I have the following function defined via PROC FCMP
. The point of the code should be pretty obvious and relatively straightforward. I'm returning the value of an attribute from a line of XHTML. Here's the code:
proc fcmp outlib=library.funcs.crawl;
function getAttr(htmline $, Attribute $) $;
/*-- Find the position of the match --*/
Pos = index( htmline , strip( Attribute )||"=" );
/*-- Now do something about it --*/
if pos > 0 then do;
Value = scan( substr( htmline, Pos + length( Attribute ) + 2), 1, '"');
end;
else Value = "";
return( Value);
endsub;
run;
No matter what I do with length or attrib
statement to try to explicitly declare the data type returned, it ALWAYS returns only a max of 33 bytes of the requested string, regardless of how long the actual return value is. This happens no matter which attribute I am searching for. The same code (hard-coded) into a data step returns the correct results so this is related to PROC FCMP
.
Here is the datastep I'm using to test it (where PageSource.html is any html file that has xhtml compliant attributes -- fully quoted):
data TEST;
length href $200;
infile "F:\PageSource.html";
input;
htmline = _INFILE_;
href = getAttr( htmline, "href");
x = length(href);
run;
UPDATE: This seems to work properly after upgrading to SAS9.2 - Release 2
I ended up backing out of using FCMP defined data step functions. I don't think they're ready for primetime. Not only could I not solve the 33 byte return issue, but it started regularly crashing SAS.
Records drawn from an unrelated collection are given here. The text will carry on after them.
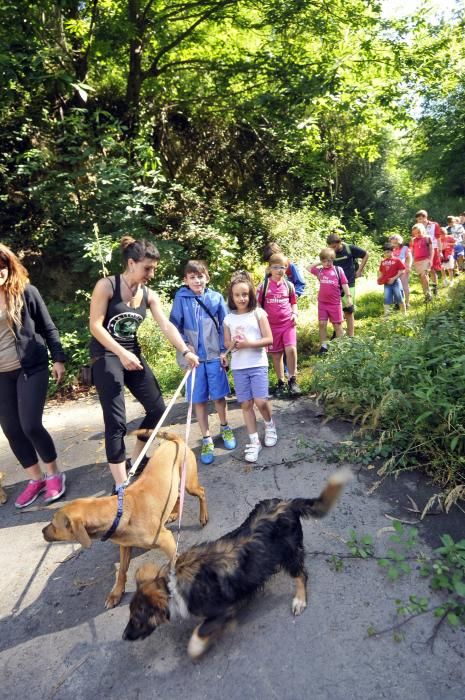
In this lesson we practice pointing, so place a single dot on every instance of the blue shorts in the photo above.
(211, 382)
(459, 250)
(393, 293)
(251, 383)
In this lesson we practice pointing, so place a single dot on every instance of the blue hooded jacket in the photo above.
(196, 326)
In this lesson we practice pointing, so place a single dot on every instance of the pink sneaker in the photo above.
(30, 493)
(54, 487)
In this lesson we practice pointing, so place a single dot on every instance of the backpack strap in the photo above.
(264, 289)
(207, 310)
(339, 280)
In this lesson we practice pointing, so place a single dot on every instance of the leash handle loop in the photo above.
(133, 469)
(182, 484)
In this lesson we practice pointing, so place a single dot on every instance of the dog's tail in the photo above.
(143, 434)
(318, 507)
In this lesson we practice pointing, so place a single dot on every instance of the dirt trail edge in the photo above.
(58, 641)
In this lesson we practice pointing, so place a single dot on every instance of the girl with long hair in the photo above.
(26, 330)
(117, 308)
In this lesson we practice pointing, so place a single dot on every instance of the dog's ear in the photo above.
(145, 573)
(79, 532)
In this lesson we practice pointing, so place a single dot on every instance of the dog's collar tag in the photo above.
(119, 513)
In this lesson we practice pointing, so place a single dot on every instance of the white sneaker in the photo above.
(252, 450)
(271, 436)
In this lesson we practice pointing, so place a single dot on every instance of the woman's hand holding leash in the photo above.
(58, 371)
(130, 361)
(191, 359)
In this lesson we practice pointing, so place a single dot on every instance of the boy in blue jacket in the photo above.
(198, 314)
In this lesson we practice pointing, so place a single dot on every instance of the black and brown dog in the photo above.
(211, 580)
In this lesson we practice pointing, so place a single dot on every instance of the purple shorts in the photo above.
(283, 336)
(331, 312)
(251, 383)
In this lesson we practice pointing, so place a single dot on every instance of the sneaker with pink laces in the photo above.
(30, 493)
(54, 487)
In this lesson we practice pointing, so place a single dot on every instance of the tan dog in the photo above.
(149, 503)
(3, 496)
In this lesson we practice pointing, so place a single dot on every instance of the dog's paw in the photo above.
(197, 646)
(298, 605)
(113, 599)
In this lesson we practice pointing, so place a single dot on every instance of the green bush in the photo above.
(402, 381)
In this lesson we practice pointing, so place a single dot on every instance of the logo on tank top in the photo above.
(124, 325)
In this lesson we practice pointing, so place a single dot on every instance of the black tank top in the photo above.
(121, 321)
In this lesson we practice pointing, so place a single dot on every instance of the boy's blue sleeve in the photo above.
(177, 315)
(297, 279)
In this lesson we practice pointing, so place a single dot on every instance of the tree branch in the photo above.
(153, 70)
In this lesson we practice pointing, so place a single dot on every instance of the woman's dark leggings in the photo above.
(110, 378)
(22, 401)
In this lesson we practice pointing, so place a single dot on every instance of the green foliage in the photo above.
(394, 560)
(401, 381)
(72, 320)
(360, 546)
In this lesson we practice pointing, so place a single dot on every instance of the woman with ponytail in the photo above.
(118, 307)
(26, 330)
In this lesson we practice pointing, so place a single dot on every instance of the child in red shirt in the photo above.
(422, 251)
(447, 258)
(279, 300)
(390, 271)
(333, 283)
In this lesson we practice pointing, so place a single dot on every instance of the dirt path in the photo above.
(57, 641)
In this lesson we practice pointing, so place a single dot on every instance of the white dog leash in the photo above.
(133, 469)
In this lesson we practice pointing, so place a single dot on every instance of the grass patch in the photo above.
(401, 381)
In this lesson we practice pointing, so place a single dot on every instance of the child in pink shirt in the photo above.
(333, 284)
(278, 298)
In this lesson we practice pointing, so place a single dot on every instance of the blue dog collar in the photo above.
(119, 513)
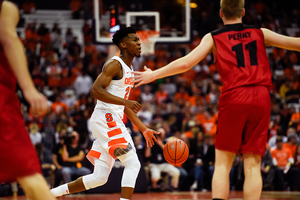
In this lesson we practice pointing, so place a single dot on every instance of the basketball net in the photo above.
(148, 40)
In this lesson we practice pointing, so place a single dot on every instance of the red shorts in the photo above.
(244, 115)
(17, 154)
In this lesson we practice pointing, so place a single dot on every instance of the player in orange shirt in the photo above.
(283, 159)
(58, 107)
(295, 119)
(291, 144)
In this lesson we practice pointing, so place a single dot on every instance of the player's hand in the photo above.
(133, 105)
(37, 101)
(143, 77)
(149, 137)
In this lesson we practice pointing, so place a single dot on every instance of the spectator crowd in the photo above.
(184, 106)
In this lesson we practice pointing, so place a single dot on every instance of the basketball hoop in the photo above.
(148, 40)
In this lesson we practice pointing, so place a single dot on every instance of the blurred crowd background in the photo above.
(183, 106)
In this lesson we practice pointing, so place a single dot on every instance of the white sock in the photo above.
(60, 190)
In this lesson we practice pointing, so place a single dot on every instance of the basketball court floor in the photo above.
(172, 196)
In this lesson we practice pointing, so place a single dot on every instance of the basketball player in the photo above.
(111, 89)
(244, 106)
(17, 154)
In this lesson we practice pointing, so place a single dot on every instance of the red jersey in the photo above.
(241, 57)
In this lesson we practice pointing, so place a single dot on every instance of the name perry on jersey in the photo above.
(238, 36)
(129, 81)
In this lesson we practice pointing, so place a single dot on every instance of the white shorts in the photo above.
(110, 133)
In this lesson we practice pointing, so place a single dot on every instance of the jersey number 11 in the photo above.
(239, 51)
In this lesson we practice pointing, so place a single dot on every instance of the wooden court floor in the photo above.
(172, 196)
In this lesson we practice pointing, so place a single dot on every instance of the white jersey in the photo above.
(120, 88)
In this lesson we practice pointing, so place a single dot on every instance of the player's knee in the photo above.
(134, 165)
(97, 178)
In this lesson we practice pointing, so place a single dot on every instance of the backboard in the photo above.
(170, 18)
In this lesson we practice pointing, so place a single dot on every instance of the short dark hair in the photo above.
(122, 33)
(232, 8)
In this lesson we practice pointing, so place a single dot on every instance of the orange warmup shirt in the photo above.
(282, 156)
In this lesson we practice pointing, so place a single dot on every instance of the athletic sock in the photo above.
(60, 190)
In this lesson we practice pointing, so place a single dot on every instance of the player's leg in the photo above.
(36, 187)
(220, 182)
(253, 180)
(254, 141)
(131, 170)
(97, 178)
(155, 174)
(173, 172)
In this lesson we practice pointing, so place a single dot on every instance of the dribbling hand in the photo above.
(37, 101)
(149, 137)
(133, 105)
(143, 77)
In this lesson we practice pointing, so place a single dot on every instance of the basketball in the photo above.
(176, 151)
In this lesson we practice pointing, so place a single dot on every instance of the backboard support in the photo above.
(101, 26)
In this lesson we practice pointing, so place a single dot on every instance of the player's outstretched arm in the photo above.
(281, 41)
(178, 66)
(105, 77)
(14, 52)
(148, 133)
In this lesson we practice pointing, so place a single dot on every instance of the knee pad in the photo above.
(98, 177)
(132, 168)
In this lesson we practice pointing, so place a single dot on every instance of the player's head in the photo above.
(232, 9)
(127, 40)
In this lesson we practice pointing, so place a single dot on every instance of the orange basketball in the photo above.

So back to the good old (decades old) technology of macros. This works:
/*********************************/
/*= Macro to extract Attribute =*/
/*= from XHTML string =*/
/*********************************/
%macro getAttr( htmline, Attribute, NewVar );
if index( &htmline , strip( &Attribute )||"=" ) > 0 then do;
&NewVar = scan( substr( &htmline, index( &htmline , strip( &Attribute )||"=" ) + length( &Attribute ) + 2), 1, '"' );
end;
%mend;